También se refiere a estos enclaves el periodista Carlos Hernández en su libro Los campos de concentración de Franco, donde relata cómo la Comandancia Militar de Balears gestionó a sus prisioneros con gran autonomía y, poco después de la sublevación, comenzó a utilizarlos como mano de obra esclava, abriendo y cerrando campos de concentración según sus necesidades laborales.
Entre todos ellos asomaba el de Sa Colònia, próximo al puerto de La Savina, en Formentera. “Sa Colònia fue el lugar de reclusión franquista más temido de toda Balears durante los primeros años de la posguerra”, asevera Oliver, quien señala que en 1941 llegaron a concentrarse 1.500 prisioneros a la vez: “Todos, naturalmente, eran republicanos, principalmente gente humilde que no siempre había tenido una participación destacada en la Guerra Civil”. La mayor parte de quienes allí acabaron habían pasado por el penal de Can Mir.
En la actualidad, las certificaciones relativas a la estancia de los presos en Can Mir son prácticamente inexistentes. Y es que, según Suárez, el capellán de la prisión, Antoni Garau Plaza, recogió todos los expedientes de los prisioneros que durante su cautiverio no se habían movido de la cárcel, se los llevó y, muy posiblemente, los destruyó, escondiendo así todas las pruebas que pudiesen relacionar los asesinatos durante los primeros meses de funcionamiento. La desaparición de la documentación supuso un grave problema para todos aquellos que necesitaban certificar su paso por la prisión para poder percibir las indemnizaciones previstas por el Estado. “La sombra de la represión, del misterio, del miedo y de la injusticia que supuso el antiguo almacén de maderas aún abarcaba las postrimerías del siglo XX”, subraya el investigador.
Además de los propios testimonios de los reclusos, han sobrevivido al paso del tiempo los dibujos que realizaron algunos de los presos, como José López Bermejo, recluso destinado a los trabajos de oficina que ocupaba parte de su tiempo haciendo caricaturas de sus compañeros, a menudo en hojas oficiales de la prisión. López logró sacar de la prisión 150 dibujos que en la actualidad pertenecen al archivo familiar.

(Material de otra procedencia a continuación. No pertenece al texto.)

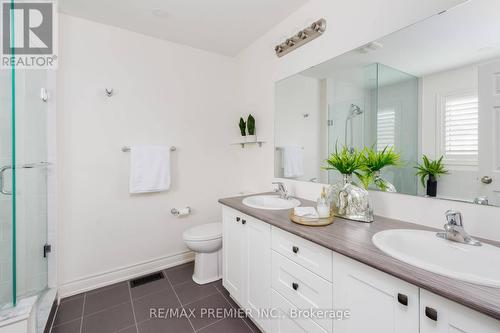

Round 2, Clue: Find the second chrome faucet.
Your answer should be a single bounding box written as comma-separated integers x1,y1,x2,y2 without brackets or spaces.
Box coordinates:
436,210,481,246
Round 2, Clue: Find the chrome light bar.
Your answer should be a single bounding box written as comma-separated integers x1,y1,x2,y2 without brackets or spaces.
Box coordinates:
274,19,326,57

Hoy, una placa recuerda el destino de quienes sufrieron en Can Mir las consecuencias de la represión franquista. Durante años compartió espacio con la que hasta 2021 daba nombre a la principal vía de Palma: Avenida de Juan March Ordinas, contrabandista, banquero y empresario erigido en uno de los principales financiadores del golpe de Estado de 1936. La prisión cerró sus puertas en 1941 y, siete años después, era transformada en el emblemático cine Augusta de Palma. Durante décadas, los antiguos prisioneros identificaron la sala de proyecciones con el nombre de “cine Angustias” ante el miedo, la miseria, las torturas y la muerte a la que muchos se enfrentaron tras sus paredes.